Much of the discussion at Mobile World Congress has been about turning the mobile phone into a payment device.
Handset manufacturers, network operators and even the boss of Google have been talking-up Near Field Communication (NFC).
The technology allows nearby devices to exchange data - for example a sales transaction - and is seen as a way for mobiles to replace the plastic in people's wallets.
At MWC, Orange announced it would be partnering with Samsung to roll out NFC-based contactless systems across Europe.
Meanwhile Google chief executive Eric Schmidt looked forward to a time when NFC would help him buy trousers.
In his keynote address, Mr Schmidt said NFC "should revolutionise payments when tied to advertising and location".
He offered a scenario.
"I'm walking down the street and I need pants [trousers]. My phone has an NFC chip.
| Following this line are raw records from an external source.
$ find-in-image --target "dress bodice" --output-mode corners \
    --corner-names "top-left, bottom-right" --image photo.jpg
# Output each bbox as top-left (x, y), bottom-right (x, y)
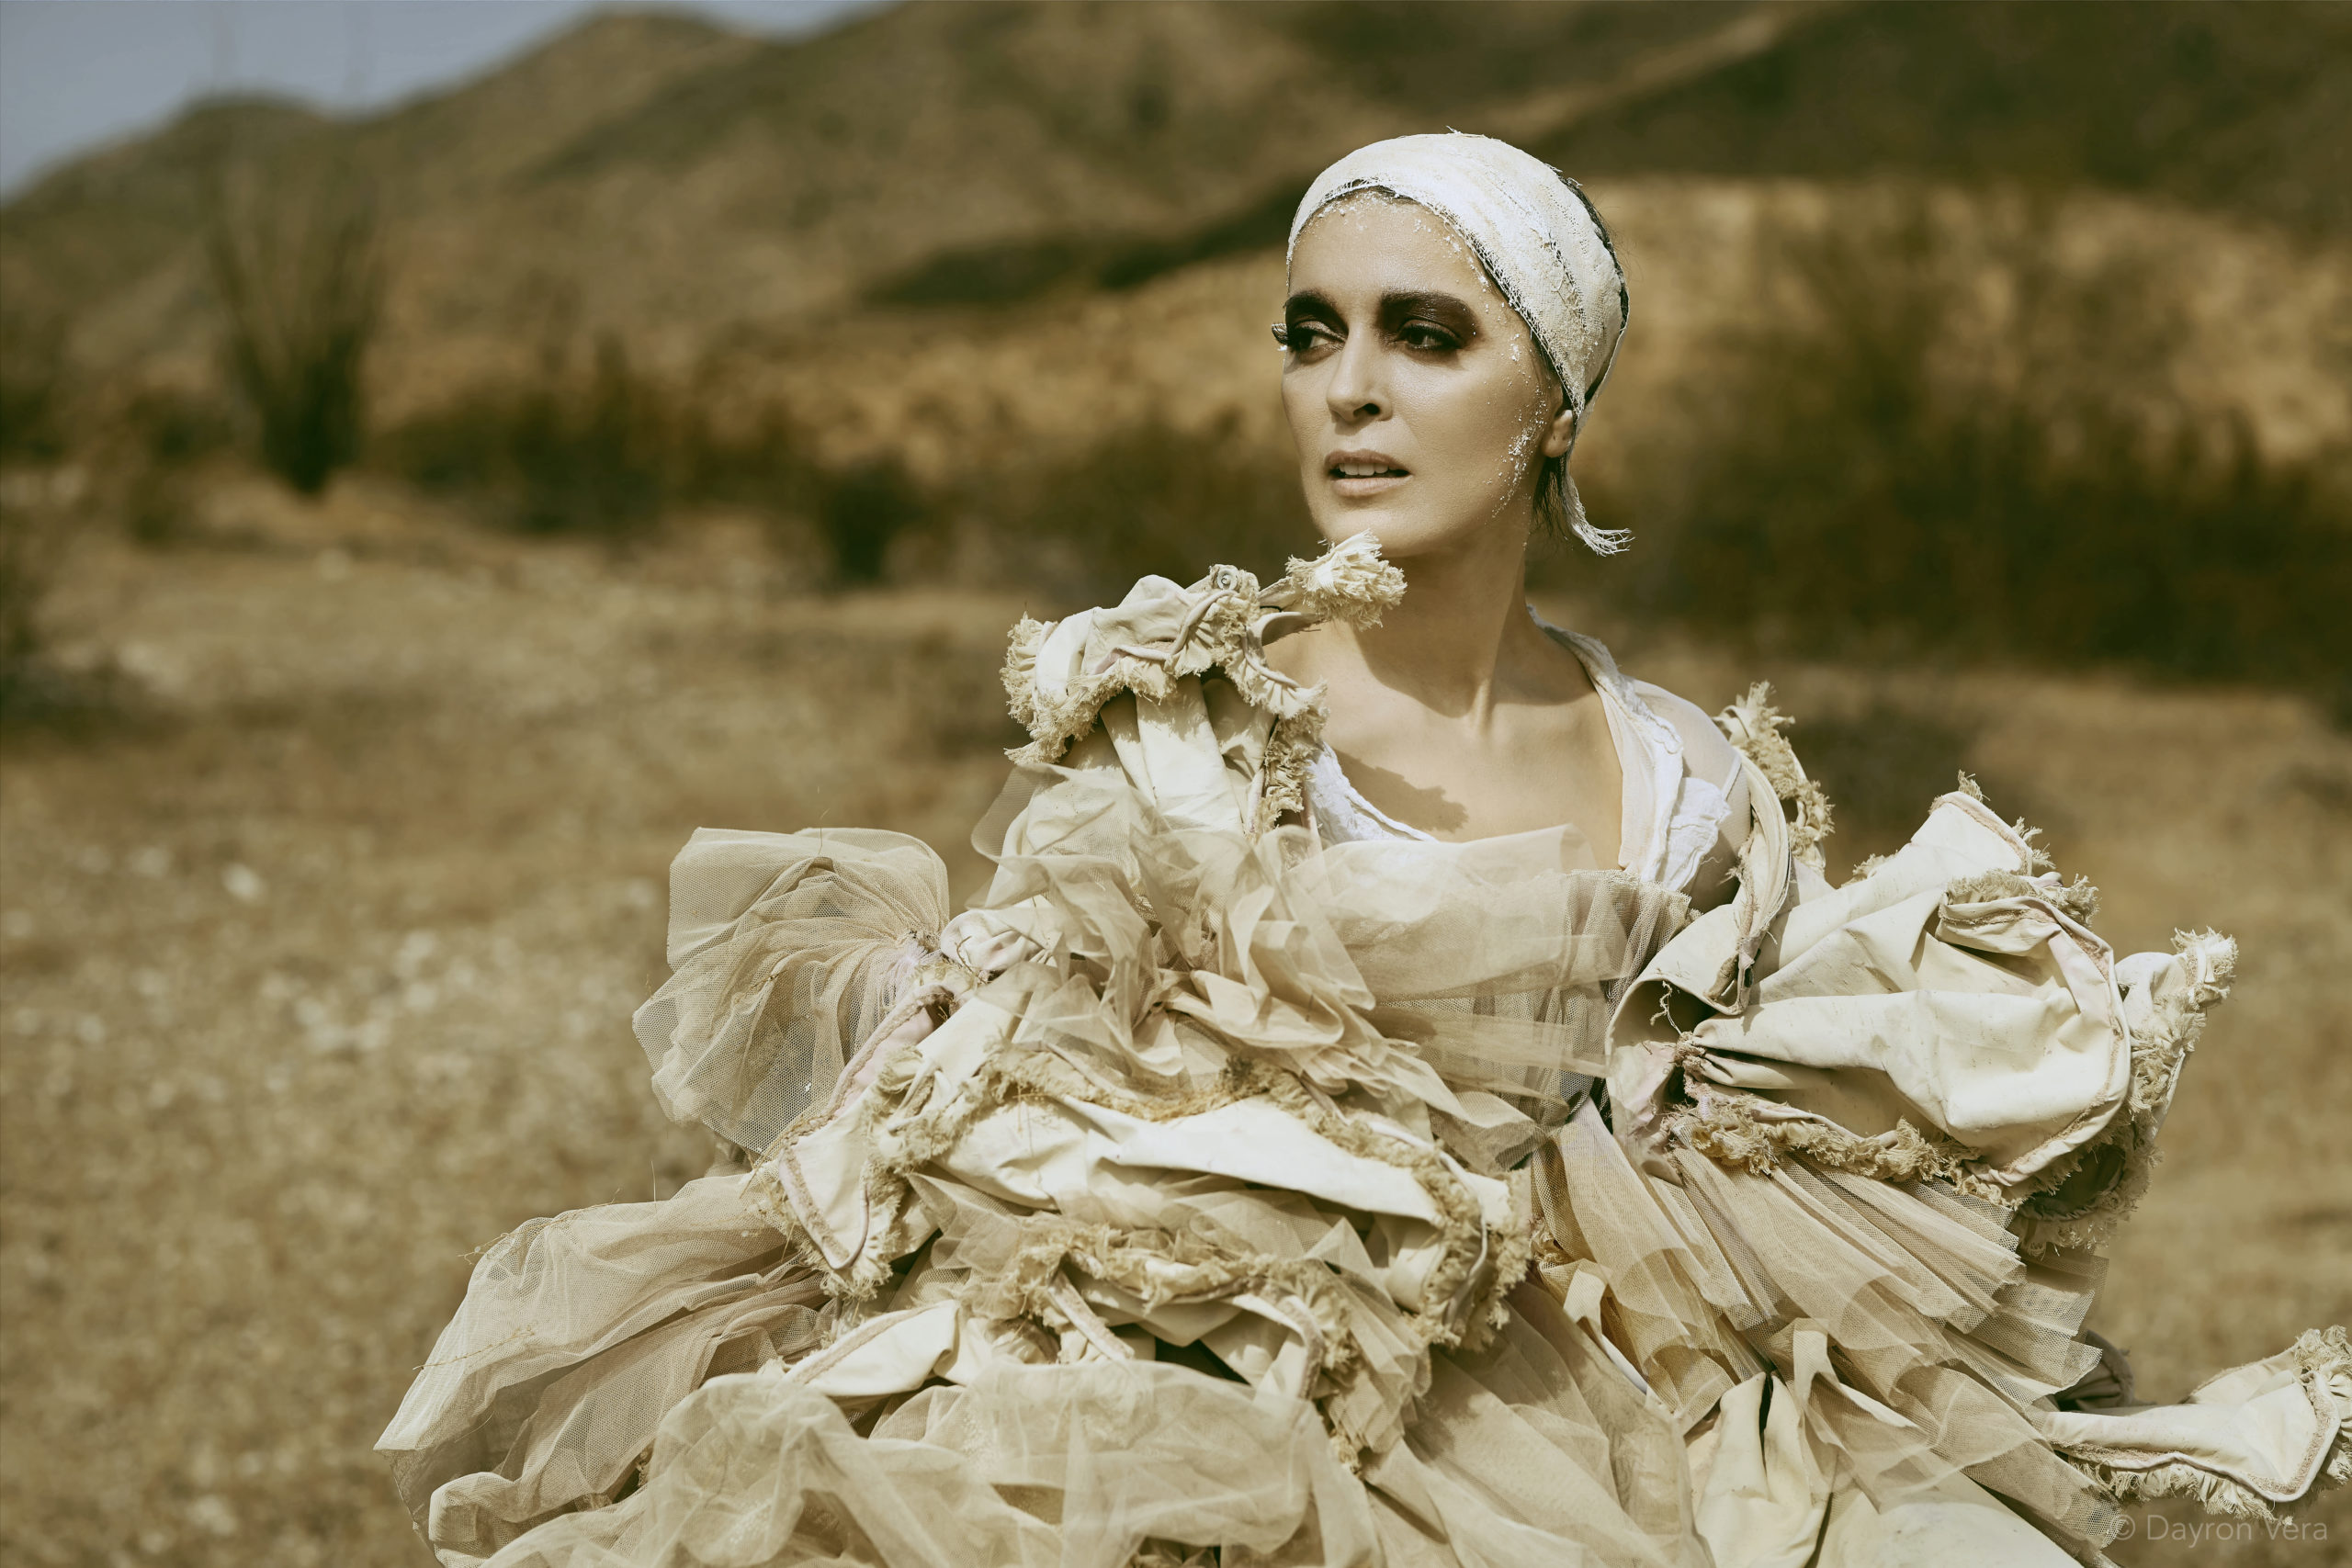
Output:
top-left (1306, 612), bottom-right (1746, 901)
top-left (1288, 617), bottom-right (1745, 1119)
It knows where I am.
"It tells me about two stores, one to the left with a 20% discount and one to the right with a 30% [discount].
"It is programmed to know I am a cheapskate so points me to the right and the store knows what pants I want," he said.
Later this year, Orange will launch the NFC-enabled Samsung Wave 578 in Spain, Poland and France.
It is the first in a series of NFC-enabled handsets the firm plans to sell, along with others from LG and Nokia.
The phones feature an NFC antenna connected directly to a special SIM card that allows the owner's identity to be authenticated.
Such security is seen as crucial to the success of NFC payment systems.
Pay as you go
Anne Bouverot, executive vice president of mobile services at Orange described NFC as the third wave of the mobile revoultion, after voice services and mobile data.
"Mobile contactless services will change people's daily lives," she said.
NFC could also offer new-found revenue for cash-strapped mobile operators, thinks Philippe Vallee of NFC-chip firm Gemalto.
"They could rent part of the SIM or charge an activation fee to the bank," he said.
While much of the current NFC technology, especially in Asia where it is most advanced, focuses on using the mobile as a replacement for cash or travel cards, there are wider possibilities.
"It could be used to tap in loyalty points," said Mr Vallee, "or for employees to gain access to a building."
In the UK, where Orange is launching NFC with Barclays this summer, only a handful of retailers - including Pret a Manger, Little Chef and the National Trust - are signed up.
One of the biggest issues with the technology has been persuading retailers to buy NFC-enabled machines.
In the developing world, where the huge growth of mobile banking means new hardware is constantly being introduced, this is less of an issue.
"We need to roll out the hardware so we may as well roll it out NFC-ready," said Hannes van Rensburg, the chief executive of mobile money firm Fundamo.
NFC advocates claim that swiping a mobile phone to make payments or receive money is more secure than using manual transactions and will help eliminate fraud.
"People will be able to make payments more quickly, more accurately and more securely," said Mr van Rensburg.
He added that the current lack of NFC-enabled handsets should not prove a barrier to its uptake, thanks to temporary solutions that add limited features.
"We will use RFID stickers which can be put on phones," he said.